I've heard this story a million times, but I've heard conflicting reports that he was actually fairly wealthy near the end of his life and basically stayed in lavish hotels. I've heard the myth stems from a misunderstanding of some hotel room debts he accrued.
Late in his life, he moved to different hotels twice, due to unpaid bills. He spent his last ten years living in the New Yorker hotel (a quite new hotel when he first moved there in 1933 - it had only been built in 1930).
He was supported financially by the Yugoslavian government (including during WWII when they were a government-in-exile). When he died, his Yugoslavian pension was US$500 or $600 per month (I've seen both quantities given in sources). Westinghouse was also supporting him with $125 per month + paying his hotel bill. This was a large sum of money! Even if his Yugoslavian pension was "only" $500 per month, his annual cash income was worth about US$116,000 in current US dollars, and estimating by the New Yorkers' cheapest room rates, his rent might have been worth another $40,000 per year in current dollars.
On the other hand, he seems to have spent this money quite freely. He put plenty of money into his research, which he still continued, and also spent freely outside research (except on hotel bills)! Whether or not he had money, he doesn't appear to have liked paying hotel bills.

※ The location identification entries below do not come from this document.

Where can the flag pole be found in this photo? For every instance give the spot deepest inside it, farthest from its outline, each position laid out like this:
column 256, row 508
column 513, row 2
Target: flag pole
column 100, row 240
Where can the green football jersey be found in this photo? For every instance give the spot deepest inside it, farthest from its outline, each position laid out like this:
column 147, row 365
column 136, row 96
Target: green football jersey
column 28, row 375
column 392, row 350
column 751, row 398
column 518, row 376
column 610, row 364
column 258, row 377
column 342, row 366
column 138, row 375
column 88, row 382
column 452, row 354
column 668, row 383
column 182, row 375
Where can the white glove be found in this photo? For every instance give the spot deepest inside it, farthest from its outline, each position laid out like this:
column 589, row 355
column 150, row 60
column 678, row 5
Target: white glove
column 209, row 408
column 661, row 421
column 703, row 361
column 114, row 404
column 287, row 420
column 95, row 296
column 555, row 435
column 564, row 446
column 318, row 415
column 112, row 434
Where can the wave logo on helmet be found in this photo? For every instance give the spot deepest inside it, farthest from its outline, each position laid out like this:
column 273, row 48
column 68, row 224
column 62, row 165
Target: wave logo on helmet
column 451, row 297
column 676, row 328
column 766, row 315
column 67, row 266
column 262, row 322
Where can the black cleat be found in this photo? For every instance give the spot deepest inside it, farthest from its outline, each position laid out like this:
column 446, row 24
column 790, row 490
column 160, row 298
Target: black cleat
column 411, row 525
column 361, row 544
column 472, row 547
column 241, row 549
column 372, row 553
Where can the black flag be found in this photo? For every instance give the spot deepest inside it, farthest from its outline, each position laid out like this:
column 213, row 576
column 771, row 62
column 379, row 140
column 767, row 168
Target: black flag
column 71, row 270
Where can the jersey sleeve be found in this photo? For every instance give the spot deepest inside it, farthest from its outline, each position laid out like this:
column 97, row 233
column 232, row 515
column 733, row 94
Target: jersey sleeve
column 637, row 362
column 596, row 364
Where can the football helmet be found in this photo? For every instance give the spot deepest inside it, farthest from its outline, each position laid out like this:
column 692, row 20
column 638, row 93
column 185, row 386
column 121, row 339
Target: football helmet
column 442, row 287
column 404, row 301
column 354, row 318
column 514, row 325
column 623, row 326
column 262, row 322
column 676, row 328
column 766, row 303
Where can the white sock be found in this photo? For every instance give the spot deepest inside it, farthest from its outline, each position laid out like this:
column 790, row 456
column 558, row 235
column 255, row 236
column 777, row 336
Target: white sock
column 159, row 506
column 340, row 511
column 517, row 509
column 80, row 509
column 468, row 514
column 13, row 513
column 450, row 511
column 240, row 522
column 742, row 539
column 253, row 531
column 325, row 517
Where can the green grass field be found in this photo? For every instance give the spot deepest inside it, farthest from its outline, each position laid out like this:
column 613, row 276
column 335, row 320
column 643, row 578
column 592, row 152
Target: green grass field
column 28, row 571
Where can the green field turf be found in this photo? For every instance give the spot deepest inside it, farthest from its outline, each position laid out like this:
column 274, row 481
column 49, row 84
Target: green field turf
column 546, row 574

The Governor Clinton Hotel wanted him to pay his $400 bill (about $6,000 in current dollars), he gave them a "death ray" in box, with instructions to not open the box. Since this death ray was supposedly worth $10,000, they accepted it. After Tesla's death, the box was opened, and found to contain a resistance box, a common electrical measurement device. He doesn't appear to have had any significant savings at the end of his life, and by that standard, he could be called "penniless", despite his substantial income.